Real EstateUK

£400 million Swindon development receives full approval

Swindon development

The site will see 1,550 houses built around a village centre of shops, with a primary school and a secondary school

A £400 million development pivotal to Swindon’s massive New Eastern Villages expansion has moved a step closer.

Jeremy Francis of Capital Land Property Group received outline planning permission for Great Stall East a little over a year ago, then bought the 212 acres of fields and farmland for the site in December.

After working with Swindon Borough Council on a more in-depth version of the plans and meeting certain conditions for the road network and new schools, he is thrilled to have received full permission for the project in the end of the second phase of the planning.

Mr Francis said: This has been six years of work and had the added impediment of the Covid crisis, so to come through all that and get permission for this significant piece of real estate is a big relief.

It is a big challenge and the pandemic issues did not help, but working with SBC and understanding how they work, what their aspirations are and what you can agree to has been an interesting road and involved a lot of work to accommodate the requirements, but we managed it, he said.

It feels like the hardest part is done and now we get to move onto the delivery, which is a completely different process with different challenges, he said.

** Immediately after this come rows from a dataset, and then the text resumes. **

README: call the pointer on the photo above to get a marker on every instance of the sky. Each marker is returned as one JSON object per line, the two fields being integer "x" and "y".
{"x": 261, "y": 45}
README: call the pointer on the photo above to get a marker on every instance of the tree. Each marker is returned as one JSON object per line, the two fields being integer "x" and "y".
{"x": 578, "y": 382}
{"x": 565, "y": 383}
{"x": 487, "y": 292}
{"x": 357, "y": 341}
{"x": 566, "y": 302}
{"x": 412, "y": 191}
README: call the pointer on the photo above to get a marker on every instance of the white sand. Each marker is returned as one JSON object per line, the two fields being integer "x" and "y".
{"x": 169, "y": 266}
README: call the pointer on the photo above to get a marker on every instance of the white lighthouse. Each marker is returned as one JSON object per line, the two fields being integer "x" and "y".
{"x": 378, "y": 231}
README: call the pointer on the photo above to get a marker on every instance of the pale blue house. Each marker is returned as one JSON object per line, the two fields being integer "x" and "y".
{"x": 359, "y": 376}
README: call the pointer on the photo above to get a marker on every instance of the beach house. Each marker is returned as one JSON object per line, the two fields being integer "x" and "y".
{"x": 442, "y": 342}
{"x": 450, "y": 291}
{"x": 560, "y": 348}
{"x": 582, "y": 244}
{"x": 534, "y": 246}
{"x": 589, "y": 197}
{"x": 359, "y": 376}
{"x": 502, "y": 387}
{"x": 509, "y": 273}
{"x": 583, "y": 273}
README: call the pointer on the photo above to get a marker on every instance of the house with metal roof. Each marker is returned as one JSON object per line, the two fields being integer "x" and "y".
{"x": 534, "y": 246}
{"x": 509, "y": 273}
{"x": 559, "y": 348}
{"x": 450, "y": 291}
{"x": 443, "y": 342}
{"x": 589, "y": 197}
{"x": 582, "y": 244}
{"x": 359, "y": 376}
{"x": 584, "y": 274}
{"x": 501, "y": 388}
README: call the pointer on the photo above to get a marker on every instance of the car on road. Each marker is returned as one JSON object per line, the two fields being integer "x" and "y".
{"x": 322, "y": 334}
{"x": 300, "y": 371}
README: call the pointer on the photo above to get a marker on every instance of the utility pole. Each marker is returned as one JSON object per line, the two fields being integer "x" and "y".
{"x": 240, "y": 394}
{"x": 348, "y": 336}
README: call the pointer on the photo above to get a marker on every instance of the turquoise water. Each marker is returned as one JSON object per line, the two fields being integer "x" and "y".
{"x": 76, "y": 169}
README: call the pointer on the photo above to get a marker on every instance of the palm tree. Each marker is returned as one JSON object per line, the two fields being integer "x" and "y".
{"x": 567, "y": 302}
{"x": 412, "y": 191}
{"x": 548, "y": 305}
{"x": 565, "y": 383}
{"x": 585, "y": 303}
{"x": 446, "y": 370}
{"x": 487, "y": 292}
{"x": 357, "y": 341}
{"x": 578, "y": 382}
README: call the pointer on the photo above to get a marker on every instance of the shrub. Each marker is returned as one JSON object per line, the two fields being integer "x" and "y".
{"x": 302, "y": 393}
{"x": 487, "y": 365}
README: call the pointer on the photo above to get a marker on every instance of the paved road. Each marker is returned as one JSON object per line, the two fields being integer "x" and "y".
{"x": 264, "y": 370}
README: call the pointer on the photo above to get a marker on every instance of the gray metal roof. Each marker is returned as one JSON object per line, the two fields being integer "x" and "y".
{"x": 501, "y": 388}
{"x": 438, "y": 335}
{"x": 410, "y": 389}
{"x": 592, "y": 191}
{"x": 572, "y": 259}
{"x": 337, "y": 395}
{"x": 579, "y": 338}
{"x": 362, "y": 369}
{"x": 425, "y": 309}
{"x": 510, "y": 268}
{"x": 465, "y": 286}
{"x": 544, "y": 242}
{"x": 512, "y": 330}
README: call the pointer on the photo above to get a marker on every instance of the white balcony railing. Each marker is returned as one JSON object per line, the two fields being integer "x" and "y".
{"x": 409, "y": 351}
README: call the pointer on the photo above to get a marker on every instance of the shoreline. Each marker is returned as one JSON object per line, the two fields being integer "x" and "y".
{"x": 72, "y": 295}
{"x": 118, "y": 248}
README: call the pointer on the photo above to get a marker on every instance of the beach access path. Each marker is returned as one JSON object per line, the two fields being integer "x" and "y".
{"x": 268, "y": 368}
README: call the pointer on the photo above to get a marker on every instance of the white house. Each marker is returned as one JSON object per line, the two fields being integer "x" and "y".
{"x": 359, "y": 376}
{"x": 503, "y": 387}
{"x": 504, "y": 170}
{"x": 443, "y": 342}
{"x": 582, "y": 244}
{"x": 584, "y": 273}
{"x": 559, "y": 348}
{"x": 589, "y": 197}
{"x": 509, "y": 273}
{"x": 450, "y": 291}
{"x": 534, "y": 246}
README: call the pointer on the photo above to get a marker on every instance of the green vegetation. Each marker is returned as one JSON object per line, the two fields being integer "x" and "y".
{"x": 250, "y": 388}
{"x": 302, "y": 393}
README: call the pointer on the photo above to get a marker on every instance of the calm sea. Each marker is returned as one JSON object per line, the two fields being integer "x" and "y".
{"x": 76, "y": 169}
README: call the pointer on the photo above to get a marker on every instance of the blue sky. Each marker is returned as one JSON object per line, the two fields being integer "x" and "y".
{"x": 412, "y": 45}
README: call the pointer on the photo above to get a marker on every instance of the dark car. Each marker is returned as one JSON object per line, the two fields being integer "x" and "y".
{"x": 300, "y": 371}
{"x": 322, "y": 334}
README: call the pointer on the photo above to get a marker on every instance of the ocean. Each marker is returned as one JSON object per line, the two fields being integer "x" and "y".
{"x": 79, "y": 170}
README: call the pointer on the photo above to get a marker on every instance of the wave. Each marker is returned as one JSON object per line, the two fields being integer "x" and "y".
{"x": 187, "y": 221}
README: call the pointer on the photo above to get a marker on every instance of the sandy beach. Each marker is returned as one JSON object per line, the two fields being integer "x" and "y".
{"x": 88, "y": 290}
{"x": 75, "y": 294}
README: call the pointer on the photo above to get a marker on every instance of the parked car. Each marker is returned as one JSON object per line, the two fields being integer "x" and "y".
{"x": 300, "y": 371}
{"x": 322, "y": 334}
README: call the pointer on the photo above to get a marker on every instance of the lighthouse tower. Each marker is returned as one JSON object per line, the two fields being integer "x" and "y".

It involves changing your team and using different skillsets, working with partners to build the homes and utility companies to set up the infrastructure, and engineers and contractors to build the main roads, Mr Francis said.

The site will see 1,550 houses built around a village centre of shops, with a three-form primary school and a 10-form secondary school to the south.

Construction is expected to be sourced from employers around the Swindon area and begin, hopefully, in the second quarter of 2022, with the entire NEV scheme potentially taking up to 14 years to complete.

Mr Francis added: This was an important piece of the jigsaw. None of the other schemes could go forward without this approval. Swindon has a track record of managing the growing pains of expansion, plans were put in place years ago to upgrade key infrastructure, sewage and roads.

Because of Covid, there’s been a feeling that there will be a migration from bigger cities to Swindon because of what it has to offer, with an urban setting in the middle of the countryside. The Capital Land family has been in Swindon since the 1940s so we want to see the town grow in the right direction, he said.

Capital Land aims to create hundreds of jobs for the construction phase, though the team has noticed a labour shortage in the last few months.